Here are a few ways you can create a more calm and comfortable holiday season for you and your family: It’s common for kids to be uneasy when meeting new people, even family members. They might be nervous to play with cousins they haven’t seen in a while or meeting Tia Maria for the first time, (especially if she’s a cheek-pincher.)
To make these encounters a little easier, show your child photos of who they are going to meet beforehand. And don’t worry if your child is still shy and uneasy when they meet in person. Let them build their self-confidence at their own pace. Adding new places to all those new faces can be doubly troubling for your little one. Whether you’re going across town or cross country, try introducing them to your hosts and their home before the rest of the guests show up. Arriving even 15 minutes early can help ease your child into the new environment and avoid jangled nerves.
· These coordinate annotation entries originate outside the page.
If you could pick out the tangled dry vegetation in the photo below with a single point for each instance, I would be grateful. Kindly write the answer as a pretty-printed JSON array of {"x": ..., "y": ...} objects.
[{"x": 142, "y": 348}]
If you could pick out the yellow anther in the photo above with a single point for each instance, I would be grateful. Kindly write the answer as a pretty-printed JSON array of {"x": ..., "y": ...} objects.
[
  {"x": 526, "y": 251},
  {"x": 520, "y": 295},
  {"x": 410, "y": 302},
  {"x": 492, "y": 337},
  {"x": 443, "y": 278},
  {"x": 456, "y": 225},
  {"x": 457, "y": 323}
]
Young kids do best with consistent routines, and it can be hard when their usual day-to-day schedule is disrupted. Do your best to keep regular nap and sleep times when traveling, knowing that your child may need some extra time and attention to get settled. Having visitors in your home can be confusing too, so prepare for these changes before the rush. Is your child going to sleep in a different room or bed when visitors come? Let them try it out a couple of days before to get used to the idea.
Your child may have a hard time competing for your attention among the gathered family and friends, so look for chances to get them involved in holiday activities. Making decorations or letting them help with simple cooking projects are great ways to share the spirit of the season.